7. Break Everything Down
Looking at daunting moments or tasks can be overwhelming for anyone. That is why one great life lesson to take out of therapy is breaking things down to make them more manageable. By taking something huge or momentous and instead looking at it as a step-by-step process, you’re making it more digestible and attainable for yourself.
For example, we’ve talked about how finances are a highly stressful topic. Taking that a step further and considering a large purchase, like buying a home, makes things even more anxiety-inducing. The home-buying process is something that can be confusing and complicated to the average person, especially if it’s your first time buying a home.

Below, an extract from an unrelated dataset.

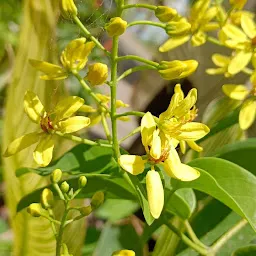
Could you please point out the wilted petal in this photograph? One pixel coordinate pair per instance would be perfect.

However, recognizing that ahead of time and preparing yourself in a realistic time frame can make milestones like this less overwhelming and in fact create opportunities for growth and personal independence. Breaking this process down and first understanding the financial requirements to buy a house and where you currently stand in terms of achieving this goal can help you take things one step at a time and make it less stressful.
8. Live in the Moment
Last but not least, learning to live in the moment is an important lesson from therapy to apply to your everyday life. Too often we get caught up in the things that don’t matter and forget to appreciate the small moments we’re living through. A simple example of this is going to an event and spending the entire time on your phone taking and uploading pictures instead of truly experiencing your surroundings.
The trendy word for living in the moment is mindfulness. While that word may cause some to roll their eyes, it’s actually an important approach to making sure you’re living a fulfilling life. Practicing some mindfulness exercises can make you better equipped to recognize those times when you need to put your phone down or your negative thoughts aside and embrace the moment.

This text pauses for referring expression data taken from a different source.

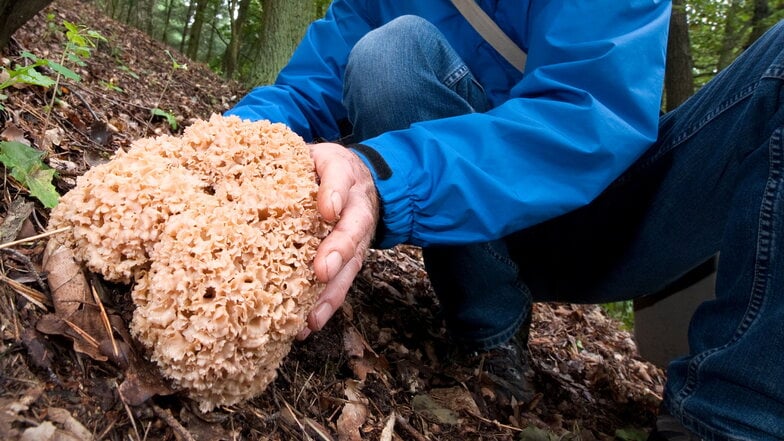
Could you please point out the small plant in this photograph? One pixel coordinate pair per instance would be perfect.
(26, 166)
(81, 41)
(170, 118)
(109, 85)
(622, 311)
(157, 111)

Therapy is a useful way to get your feelings out and get the help you need for whatever situation you’re facing. The progress you make within the four walls of your appointments is important, but so is taking the lessons you’re learning in therapy and applying them to your everyday life.
Whether you’re setting healthy boundaries with your significant other, reaching out for help in times of personal crisis, or breaking down the process of buying a house so it’s more manageable and less stressful, these are all small steps that lead to a better quality of life.
By taking these lessons and applying them to whatever you face outside your therapist’s office, you’re showing true growth and making progress toward your personal happiness.